The World Food Program feeds 90 million people a year in 73 countries. The United Nations Children's Fund (UNICEF) has reduced child mortality significantly, and the World Health Organization has orchestrated campaigns that have virtually rid the world of diseases like smallpox, while turning attention to newer scourges like H.I.V., the virus that causes AIDS. The names of other agencies signify their work: the International Atomic Energy Agency; the World Bank; the High Commission on Refugees; the U.N. Environmental Program.
There are many more. Through them, the United Nations has accomplished a great deal. (Emblematic of its achievements are the seven Nobel Peace Prizes awarded to U.N. efforts over the years.)
Still, the U.N. hasn't solved its biggest problem: the inability to find consensus and act effectively to stop war and violence. Recent examples are the killings, mutilations, rapes, and starvation resulting from rebellions and ethnic conflicts in Darfur, Congo, and Somalia.
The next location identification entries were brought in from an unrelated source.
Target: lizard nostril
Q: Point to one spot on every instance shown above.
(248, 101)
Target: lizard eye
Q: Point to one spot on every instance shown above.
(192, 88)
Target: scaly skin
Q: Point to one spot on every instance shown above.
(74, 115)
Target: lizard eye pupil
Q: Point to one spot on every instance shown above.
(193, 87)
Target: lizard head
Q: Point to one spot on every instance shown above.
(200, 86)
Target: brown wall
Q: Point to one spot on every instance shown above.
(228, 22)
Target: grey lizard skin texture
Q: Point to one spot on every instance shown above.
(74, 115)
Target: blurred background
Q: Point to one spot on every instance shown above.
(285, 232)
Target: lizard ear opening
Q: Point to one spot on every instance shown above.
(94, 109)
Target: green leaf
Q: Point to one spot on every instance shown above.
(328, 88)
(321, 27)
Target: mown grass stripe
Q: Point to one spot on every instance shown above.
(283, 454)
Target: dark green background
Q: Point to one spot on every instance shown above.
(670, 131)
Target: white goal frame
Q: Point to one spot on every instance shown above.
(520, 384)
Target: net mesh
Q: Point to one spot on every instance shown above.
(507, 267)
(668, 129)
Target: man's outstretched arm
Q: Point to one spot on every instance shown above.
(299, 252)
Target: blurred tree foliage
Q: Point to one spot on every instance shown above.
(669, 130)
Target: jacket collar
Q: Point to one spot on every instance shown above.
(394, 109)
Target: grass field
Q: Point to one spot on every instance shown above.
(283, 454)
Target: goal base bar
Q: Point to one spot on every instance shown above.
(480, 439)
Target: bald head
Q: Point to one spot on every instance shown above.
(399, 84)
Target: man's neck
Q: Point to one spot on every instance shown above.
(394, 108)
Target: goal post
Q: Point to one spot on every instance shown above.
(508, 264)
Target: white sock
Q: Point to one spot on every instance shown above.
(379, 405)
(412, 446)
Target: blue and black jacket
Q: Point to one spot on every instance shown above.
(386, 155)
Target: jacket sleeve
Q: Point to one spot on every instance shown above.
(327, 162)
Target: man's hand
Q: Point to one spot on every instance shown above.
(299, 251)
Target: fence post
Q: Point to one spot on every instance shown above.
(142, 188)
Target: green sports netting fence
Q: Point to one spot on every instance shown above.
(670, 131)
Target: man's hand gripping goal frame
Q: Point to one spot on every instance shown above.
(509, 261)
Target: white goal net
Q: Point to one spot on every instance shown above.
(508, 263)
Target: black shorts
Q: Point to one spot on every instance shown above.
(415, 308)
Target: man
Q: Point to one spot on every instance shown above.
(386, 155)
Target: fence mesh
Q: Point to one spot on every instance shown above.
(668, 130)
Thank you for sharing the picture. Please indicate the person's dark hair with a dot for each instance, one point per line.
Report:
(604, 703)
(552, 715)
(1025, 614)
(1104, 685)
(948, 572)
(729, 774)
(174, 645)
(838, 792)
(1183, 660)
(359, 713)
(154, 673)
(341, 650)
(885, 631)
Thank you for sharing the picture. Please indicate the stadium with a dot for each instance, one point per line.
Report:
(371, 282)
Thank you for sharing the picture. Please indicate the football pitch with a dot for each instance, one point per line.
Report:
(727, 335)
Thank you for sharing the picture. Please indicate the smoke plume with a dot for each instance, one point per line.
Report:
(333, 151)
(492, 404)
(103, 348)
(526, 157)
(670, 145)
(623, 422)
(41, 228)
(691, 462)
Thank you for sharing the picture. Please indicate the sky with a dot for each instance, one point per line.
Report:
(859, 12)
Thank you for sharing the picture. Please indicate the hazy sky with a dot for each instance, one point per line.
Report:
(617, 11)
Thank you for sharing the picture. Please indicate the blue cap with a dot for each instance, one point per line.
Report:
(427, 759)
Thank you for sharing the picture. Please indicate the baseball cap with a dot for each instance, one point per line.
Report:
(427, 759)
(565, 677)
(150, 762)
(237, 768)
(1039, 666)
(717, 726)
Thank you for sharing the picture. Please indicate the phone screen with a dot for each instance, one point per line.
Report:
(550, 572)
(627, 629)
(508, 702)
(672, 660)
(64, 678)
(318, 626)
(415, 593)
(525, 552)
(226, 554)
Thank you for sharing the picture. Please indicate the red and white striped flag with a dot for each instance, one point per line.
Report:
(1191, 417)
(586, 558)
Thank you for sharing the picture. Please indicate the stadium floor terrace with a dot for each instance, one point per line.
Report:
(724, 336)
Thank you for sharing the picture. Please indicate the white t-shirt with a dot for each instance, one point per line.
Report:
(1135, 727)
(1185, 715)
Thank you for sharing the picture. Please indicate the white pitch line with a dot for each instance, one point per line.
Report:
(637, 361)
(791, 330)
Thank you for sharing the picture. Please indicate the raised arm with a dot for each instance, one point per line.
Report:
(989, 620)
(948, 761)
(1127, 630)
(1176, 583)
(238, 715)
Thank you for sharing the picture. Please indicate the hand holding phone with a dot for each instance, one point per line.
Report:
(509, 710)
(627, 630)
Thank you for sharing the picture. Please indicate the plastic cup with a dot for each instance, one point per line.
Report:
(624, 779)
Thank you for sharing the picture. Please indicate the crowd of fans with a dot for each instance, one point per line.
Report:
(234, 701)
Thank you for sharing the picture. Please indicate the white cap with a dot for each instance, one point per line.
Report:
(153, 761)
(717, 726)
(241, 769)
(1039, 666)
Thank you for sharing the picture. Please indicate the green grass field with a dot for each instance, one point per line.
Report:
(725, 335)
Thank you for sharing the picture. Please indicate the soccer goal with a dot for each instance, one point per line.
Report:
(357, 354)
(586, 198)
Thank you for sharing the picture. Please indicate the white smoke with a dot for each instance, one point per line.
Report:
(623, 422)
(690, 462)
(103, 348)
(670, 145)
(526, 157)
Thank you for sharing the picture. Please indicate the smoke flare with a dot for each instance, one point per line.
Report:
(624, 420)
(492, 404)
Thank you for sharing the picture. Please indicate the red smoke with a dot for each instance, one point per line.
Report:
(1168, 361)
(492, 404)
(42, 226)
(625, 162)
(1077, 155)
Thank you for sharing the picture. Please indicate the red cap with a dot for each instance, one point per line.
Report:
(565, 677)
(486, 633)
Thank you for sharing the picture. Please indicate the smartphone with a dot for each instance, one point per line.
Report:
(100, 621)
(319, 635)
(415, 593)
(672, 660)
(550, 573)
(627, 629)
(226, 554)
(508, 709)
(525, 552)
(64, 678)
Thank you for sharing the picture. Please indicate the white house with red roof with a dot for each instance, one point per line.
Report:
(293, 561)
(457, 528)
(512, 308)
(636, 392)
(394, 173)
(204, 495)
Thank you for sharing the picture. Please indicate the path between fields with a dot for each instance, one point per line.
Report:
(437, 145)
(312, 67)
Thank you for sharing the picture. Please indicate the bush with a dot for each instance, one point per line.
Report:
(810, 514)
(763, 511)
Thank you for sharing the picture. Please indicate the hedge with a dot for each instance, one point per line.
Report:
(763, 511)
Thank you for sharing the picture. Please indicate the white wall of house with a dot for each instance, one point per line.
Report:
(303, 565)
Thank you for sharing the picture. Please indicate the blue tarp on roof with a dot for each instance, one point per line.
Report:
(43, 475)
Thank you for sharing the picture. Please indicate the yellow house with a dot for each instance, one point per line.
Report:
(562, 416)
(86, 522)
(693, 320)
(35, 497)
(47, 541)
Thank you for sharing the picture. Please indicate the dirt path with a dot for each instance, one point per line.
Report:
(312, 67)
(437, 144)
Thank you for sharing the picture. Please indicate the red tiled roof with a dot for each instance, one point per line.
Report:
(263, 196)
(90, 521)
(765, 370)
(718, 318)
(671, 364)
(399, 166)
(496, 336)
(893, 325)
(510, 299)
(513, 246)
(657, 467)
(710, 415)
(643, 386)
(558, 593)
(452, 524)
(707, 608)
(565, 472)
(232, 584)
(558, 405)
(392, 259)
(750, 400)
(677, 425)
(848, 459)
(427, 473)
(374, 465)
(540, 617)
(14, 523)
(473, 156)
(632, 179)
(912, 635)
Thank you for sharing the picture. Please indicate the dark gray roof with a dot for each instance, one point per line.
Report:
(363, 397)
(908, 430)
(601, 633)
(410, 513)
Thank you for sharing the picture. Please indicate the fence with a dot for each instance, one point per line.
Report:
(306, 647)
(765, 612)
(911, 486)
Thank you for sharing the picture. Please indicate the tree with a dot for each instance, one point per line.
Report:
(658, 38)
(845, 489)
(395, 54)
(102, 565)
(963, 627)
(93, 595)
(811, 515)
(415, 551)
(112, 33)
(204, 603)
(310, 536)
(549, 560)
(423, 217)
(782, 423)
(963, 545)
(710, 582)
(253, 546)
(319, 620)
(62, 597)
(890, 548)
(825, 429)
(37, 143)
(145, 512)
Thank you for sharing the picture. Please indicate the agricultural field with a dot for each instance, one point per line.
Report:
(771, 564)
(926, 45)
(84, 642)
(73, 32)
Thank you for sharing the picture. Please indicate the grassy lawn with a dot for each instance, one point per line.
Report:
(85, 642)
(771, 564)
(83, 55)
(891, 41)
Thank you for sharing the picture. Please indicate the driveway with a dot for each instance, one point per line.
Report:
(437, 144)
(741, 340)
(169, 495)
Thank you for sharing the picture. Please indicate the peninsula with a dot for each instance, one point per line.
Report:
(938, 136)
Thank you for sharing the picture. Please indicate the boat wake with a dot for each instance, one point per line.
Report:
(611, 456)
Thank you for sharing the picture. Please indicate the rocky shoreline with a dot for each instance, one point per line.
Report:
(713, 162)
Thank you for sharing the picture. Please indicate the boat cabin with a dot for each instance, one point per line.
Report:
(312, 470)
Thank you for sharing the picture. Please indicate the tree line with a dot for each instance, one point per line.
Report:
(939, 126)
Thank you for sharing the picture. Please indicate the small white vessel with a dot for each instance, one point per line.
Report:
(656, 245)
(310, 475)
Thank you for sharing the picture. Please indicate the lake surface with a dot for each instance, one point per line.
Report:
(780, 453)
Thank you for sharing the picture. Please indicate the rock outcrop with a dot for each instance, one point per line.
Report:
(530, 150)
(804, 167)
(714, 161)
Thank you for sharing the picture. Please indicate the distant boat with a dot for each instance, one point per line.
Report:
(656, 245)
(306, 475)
"Things come to the United Nations that cannot be solved elsewhere. People say, 'Let the U.N. solve it,' " says Warren Hoge of the International Peace Institute in New York. "Just think of how difficult it is to get agreement among a group of friends . . . Try that with 192 countries with vastly different cultures and languages, and you can imagine the problem achieving anything."
But Hoge adds that while the U.N. is far from perfect, "no one has thought up a better alternative."